Latency: Tree-structured application-level collectives achieve sub-4.5 µs one-way latency at full bandwidth (Sensi et al., 2024).
Optimization: Multiplicative-weights algorithms efficiently distribute traffic to avoid hotspots not handled by static libraries such as NCCL or MPI.

Proper tuning of software parameters (e.g., NCCL channels, peer access, GPUDirect settings) is necessary to reach or approach theoretical bandwidth in practice (Sensi et al., 2024).

6. Comparative Performance, Scalability, and Hierarchical Architectures

Platform/Link	# Links	Raw BW per GPU Pair	App-level BW	Latency (typ.)	Topology
GH200 (C2C)	18–22	900+ GB/s	~900 GB/s	0.7–1.0 µs	Mesh, direct
H100 (NVLink4.0)	6	1.2 Tb/s	~150 GB/s	~4.3 µs	Fully connected
A100 (NVLink3.0)	4	800 Gb/s	~100 GB/s	3.0–4.0 µs	K₄ complete
PCIe Gen5	—	~64 GB/s	~32 GB/s	~3–9 µs	Crossbar/tree

NVLink-C2C provides a 3–5× advantage over PCIe Gen4/5 for large transfers and up to 10× for small messages (Ren et al., 2024, Sensi et al., 2024). Multi-GPU datacenter topologies utilize NVSwitch and hybrid fabrics (CXL-over-NVLink/XLink) to aggregate up to 72 GPUs per cluster/rack, scaling to thousands of endpoints with CXL at higher latency (Jung, 9 Jul 2025).

Practical caveats include software/library topology awareness, NUMA effects, and hardware-specific link allocation. Application scaling is near-linear in computation-bound workloads where NVLink-C2C hides transfer latency (Ren et al., 2024).

7. Security, Side-channel Implications, and Mitigation

Recent work has identified NVLink (and by extension NVLink-C2C) as susceptible to covert and side-channel attacks (Zhang et al., 22 Mar 2025, Zhang et al., 2024):

Two primary leakages: timing variations under contention and shared/performance counters,
Empirical covert channel: up to 70 kbps, BER ~4.8%, and effective cross-VM.
Application and workload fingerprinting achieves high accuracy (F₁ up to 97.8%).

Mitigations include disabling or sandboxing performance counters, timer resolution reduction, and potentially hardware-level dynamic link partitioning or rate limiting. Side-channel resilience is an ongoing area of NVLink-C2C evolution.

In summary, NVLink-C2C is the dominant scale-up, cache-coherent interconnect for modern NVIDIA heterogeneous nodes and multi-GPU clusters.
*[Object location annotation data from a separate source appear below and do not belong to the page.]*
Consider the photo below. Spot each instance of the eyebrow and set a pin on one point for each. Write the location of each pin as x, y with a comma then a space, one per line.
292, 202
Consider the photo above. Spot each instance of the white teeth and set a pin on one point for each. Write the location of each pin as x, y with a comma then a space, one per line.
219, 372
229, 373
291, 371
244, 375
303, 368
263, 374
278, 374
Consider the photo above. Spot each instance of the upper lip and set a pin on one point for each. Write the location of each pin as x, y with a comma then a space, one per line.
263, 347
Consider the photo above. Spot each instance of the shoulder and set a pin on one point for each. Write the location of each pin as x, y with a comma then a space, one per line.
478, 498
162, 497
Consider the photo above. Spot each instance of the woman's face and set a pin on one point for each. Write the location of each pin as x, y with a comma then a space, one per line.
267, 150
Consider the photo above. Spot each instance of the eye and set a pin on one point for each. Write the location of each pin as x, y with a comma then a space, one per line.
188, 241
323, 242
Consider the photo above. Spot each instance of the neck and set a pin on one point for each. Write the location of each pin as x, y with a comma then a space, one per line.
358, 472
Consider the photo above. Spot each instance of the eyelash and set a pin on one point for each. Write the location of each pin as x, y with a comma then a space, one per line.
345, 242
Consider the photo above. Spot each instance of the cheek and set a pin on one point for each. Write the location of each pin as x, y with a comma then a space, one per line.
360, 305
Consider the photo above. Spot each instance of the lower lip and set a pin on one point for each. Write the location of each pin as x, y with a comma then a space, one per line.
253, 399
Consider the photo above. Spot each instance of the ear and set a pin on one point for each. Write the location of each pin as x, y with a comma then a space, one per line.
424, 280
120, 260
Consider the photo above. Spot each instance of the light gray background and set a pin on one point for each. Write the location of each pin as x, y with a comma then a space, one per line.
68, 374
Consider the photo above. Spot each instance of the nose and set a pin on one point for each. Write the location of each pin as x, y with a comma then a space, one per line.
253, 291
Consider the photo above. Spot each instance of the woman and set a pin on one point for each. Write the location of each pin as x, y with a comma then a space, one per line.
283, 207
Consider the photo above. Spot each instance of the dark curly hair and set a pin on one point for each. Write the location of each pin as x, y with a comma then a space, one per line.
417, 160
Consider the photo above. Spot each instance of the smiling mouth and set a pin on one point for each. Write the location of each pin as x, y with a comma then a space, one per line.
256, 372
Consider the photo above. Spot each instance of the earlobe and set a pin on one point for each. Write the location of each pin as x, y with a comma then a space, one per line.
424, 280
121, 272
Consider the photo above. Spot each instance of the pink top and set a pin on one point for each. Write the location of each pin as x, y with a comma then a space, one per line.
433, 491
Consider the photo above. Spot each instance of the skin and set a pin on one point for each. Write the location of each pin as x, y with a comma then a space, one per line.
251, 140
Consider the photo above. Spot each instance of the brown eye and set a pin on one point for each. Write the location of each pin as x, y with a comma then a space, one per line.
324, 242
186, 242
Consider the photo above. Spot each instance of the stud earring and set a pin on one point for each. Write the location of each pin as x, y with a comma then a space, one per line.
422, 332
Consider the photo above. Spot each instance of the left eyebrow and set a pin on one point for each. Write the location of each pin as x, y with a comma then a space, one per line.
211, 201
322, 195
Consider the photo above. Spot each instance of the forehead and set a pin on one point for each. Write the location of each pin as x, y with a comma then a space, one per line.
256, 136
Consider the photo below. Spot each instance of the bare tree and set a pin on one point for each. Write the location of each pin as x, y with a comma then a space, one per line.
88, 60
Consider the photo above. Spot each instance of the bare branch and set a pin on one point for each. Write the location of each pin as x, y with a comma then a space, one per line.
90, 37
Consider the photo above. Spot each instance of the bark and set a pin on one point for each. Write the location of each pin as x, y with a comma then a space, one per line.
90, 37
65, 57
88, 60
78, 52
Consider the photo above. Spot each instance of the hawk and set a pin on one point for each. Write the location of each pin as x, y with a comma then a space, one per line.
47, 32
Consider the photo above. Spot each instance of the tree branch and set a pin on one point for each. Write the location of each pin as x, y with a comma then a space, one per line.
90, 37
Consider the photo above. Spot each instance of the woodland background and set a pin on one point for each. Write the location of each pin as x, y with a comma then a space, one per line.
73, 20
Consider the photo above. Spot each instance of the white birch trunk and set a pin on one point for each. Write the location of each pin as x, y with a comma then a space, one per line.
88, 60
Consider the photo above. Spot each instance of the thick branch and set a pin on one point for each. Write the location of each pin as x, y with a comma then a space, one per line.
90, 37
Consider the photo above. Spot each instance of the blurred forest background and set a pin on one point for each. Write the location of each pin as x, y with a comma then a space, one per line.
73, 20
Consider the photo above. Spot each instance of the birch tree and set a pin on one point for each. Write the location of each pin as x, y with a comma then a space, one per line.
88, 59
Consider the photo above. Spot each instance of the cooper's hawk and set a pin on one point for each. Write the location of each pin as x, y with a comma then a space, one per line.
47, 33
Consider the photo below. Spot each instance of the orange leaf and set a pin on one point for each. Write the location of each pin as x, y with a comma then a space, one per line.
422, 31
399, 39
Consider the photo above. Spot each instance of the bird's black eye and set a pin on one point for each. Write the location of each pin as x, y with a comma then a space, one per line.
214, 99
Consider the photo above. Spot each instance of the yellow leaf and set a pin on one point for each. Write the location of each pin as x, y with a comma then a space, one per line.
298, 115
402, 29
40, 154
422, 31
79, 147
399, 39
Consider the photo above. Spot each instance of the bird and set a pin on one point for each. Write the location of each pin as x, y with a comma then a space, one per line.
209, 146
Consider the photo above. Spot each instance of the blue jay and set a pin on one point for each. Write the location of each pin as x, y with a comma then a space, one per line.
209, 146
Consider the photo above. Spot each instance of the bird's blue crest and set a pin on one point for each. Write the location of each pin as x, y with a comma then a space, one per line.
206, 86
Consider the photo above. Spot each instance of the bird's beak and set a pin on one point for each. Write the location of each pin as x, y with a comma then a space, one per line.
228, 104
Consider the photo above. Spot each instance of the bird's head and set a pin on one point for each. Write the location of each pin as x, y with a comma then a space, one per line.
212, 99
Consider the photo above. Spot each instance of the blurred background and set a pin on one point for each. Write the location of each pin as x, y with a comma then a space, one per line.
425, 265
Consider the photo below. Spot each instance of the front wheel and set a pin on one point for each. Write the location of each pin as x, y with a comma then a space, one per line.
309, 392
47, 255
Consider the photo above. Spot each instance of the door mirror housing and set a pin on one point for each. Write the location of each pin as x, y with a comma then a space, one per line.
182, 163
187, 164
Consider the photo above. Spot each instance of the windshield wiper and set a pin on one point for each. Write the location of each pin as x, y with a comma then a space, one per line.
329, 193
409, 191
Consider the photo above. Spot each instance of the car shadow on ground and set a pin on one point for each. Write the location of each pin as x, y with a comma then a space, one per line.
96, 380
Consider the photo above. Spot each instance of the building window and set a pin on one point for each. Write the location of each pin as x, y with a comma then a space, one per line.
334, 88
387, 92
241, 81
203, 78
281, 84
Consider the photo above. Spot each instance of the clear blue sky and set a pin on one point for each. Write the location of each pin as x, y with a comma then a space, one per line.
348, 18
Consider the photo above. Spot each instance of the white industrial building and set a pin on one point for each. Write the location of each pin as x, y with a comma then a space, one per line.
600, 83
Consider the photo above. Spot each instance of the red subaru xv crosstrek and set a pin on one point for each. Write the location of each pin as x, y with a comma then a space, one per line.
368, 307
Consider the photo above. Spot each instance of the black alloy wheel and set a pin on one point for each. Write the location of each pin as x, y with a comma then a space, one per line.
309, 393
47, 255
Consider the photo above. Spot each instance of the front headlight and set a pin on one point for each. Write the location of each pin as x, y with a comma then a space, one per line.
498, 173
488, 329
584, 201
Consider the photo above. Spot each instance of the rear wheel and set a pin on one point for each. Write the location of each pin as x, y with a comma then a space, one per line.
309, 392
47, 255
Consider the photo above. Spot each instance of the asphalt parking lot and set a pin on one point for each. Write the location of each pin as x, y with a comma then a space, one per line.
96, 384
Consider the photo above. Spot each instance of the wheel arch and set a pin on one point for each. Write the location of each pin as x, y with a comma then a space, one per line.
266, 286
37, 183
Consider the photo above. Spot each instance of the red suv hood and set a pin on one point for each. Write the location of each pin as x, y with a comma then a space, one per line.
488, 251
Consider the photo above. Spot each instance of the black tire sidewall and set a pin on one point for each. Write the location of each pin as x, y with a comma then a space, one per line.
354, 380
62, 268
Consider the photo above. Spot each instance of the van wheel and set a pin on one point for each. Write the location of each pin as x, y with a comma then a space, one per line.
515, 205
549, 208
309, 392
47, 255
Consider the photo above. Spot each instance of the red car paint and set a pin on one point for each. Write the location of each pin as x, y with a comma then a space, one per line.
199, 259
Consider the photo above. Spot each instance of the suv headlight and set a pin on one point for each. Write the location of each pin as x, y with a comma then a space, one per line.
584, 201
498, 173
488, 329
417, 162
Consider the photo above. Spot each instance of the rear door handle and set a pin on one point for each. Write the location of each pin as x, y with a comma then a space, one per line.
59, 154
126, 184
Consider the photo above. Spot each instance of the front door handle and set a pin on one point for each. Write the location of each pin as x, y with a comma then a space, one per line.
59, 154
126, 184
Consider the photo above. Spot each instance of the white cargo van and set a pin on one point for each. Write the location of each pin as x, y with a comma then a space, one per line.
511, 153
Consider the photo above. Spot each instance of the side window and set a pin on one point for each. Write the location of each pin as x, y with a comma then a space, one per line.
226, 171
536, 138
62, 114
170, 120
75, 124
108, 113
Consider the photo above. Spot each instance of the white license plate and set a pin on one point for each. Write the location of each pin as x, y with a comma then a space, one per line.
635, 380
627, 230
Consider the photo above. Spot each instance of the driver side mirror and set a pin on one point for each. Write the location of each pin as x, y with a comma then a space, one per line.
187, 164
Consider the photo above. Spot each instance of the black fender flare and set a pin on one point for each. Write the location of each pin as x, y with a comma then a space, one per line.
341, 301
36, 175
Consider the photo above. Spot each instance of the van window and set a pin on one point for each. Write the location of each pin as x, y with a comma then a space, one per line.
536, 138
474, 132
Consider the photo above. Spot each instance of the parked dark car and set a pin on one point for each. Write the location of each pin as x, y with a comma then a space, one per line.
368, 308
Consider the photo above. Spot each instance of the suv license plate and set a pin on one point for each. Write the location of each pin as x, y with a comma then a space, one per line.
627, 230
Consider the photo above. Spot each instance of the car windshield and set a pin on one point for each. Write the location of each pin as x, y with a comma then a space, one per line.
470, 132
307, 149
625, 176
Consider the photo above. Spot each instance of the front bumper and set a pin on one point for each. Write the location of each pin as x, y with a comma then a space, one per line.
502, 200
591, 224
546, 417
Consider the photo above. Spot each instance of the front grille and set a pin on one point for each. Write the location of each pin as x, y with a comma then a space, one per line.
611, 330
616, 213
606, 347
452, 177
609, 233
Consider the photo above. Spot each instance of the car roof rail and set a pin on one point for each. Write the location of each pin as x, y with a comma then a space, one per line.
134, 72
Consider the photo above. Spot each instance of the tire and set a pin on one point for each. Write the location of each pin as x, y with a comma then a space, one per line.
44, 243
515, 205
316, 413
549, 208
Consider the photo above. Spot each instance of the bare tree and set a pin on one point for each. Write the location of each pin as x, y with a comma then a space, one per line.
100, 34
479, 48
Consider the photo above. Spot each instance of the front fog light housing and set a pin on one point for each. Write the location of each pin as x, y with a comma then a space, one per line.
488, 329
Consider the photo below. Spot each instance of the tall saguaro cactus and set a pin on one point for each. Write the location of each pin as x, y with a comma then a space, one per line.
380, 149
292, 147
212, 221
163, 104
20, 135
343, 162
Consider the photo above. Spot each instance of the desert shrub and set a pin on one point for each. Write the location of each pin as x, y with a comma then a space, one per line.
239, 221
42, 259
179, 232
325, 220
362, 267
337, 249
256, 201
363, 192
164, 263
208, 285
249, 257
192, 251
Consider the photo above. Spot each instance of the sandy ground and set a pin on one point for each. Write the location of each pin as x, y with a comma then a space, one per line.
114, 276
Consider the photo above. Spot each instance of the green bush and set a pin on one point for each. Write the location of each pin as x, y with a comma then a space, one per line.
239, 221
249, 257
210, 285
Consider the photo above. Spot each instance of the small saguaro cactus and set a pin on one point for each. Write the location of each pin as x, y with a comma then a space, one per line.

Its extremely high bandwidth, low latency, hardware-enforced coherence, and unified memory integration enable advanced scheduling, memory oversubscription, and fine-grained data and compute co-design. Achieving and sustaining theoretical performance requires both architectural and software-hardware co-optimization, as well as attention to potential security issues in shared, multi-tenant environments (Ren et al., 2024, Yu et al., 28 Jan 2026, Jung, 9 Jul 2025, Schieffer et al., 9 Apr 2026, Sensi et al., 2024, Li et al., 2024, Zhang et al., 22 Mar 2025, Zhang et al., 2024, Yao et al., 31 Mar 2026, Li et al., 2019).